Le prince de Joinville intervint avec autorité : "Je donnai l'ordre de détruire ce chef-d'oeuvre de mauvais goût, de donner au bateau une couche de peinture noire et de raser tout l'avant pour y placer le cercueil seul, bien en vue, recouvert d'un drap mortuaire de velours violet. Les matelots seront en armes et le canon, tiré à l'arrière, annoncera le bateau portant la dépouille mortelle de l'Empereur".
A la tête du mât, on amena le pavillon impérial et on plaça un crucifix à la tête du cercueil.
Tout le long du parcours, de Rouen à Paris, tous les ponts sont pavoisés; dans un certain désordre se pressent, pêle-mêle, la garde nationale en armes, les autorités ceinturées de tricolore, le clergé, la population, les ouvriers en habits de fête, des groupes d'enfants qui inclinent des drapeaux; les acclamations, les scènes d'attendrissement sont autant de témoignages rendus à la mémoire de Napoléon.
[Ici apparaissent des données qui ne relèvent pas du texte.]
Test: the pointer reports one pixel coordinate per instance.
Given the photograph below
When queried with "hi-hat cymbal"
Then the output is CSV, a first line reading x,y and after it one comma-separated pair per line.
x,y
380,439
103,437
La duchesse de Dino, qui ne voyait dans ce retour qu'une parade ridicule, doit cependant reconnaître que "c'est quelque chose de curieux de voir les populations s'agenouiller, entourer le clergé qui bénit cette dépouille, vouloir partout pour leur héros les bénédictions de l'Eglise" et elle ajoutait : "Après tout, Napoléon deux fois en quarante ans aura rendu le même service aux Français; il les aura réconciliés avec la religion."
En réalité, les Français voulaient surtout avoir une dernière vision de leur Empereur et apercevoir le cercueil qui contenait sa dépouille.
A Meulan, le maire offre sa démission parce que "La Dorade" était passée sur le territoire de sa commune sans ralentir; à Saint-Germain, la foule est considérable; à Rueil, les fenêtres sont garnies de femmes en deuil.
Dans la nuit glaciale du 14 décembre, "La Dorade" parvient à Courbevoie, près du pont de Neuilly. La veille, le duc d'Aumale était monté à bord à l'escale de Poissy. Malgré le froid très vif, une foule nombreuse a envahi les quais, les ponts, pour attendre l'arrivée du bateau. On voit alors, à la nuit tombante, arriver un groupe de vétérans de la Grande Armée, dans leurs vieux uniformes, qui s'installent près de la rive du fleuve, allument des feux, bivouaquent, enroulés dans leurs manteaux comme au temps d'Austerlitz ou de Wagram; le plus naturellement du monde, ils veillent sur leur Empereur.
Le 15 au matin, quand le cortège se formera, ils refuseront de céder le pas aux autorités : "Ceux qui ont organisé le défilé ont oublié que l'Empereur marchait toujours au milieu de sa Garde", répliquera l'un d'eux, et le bataillon des vieux grognards réparti en autant de pelotons de vingt-cinq hommes que la Garde comptait de régiments, se reformera dans le calme et la discipline.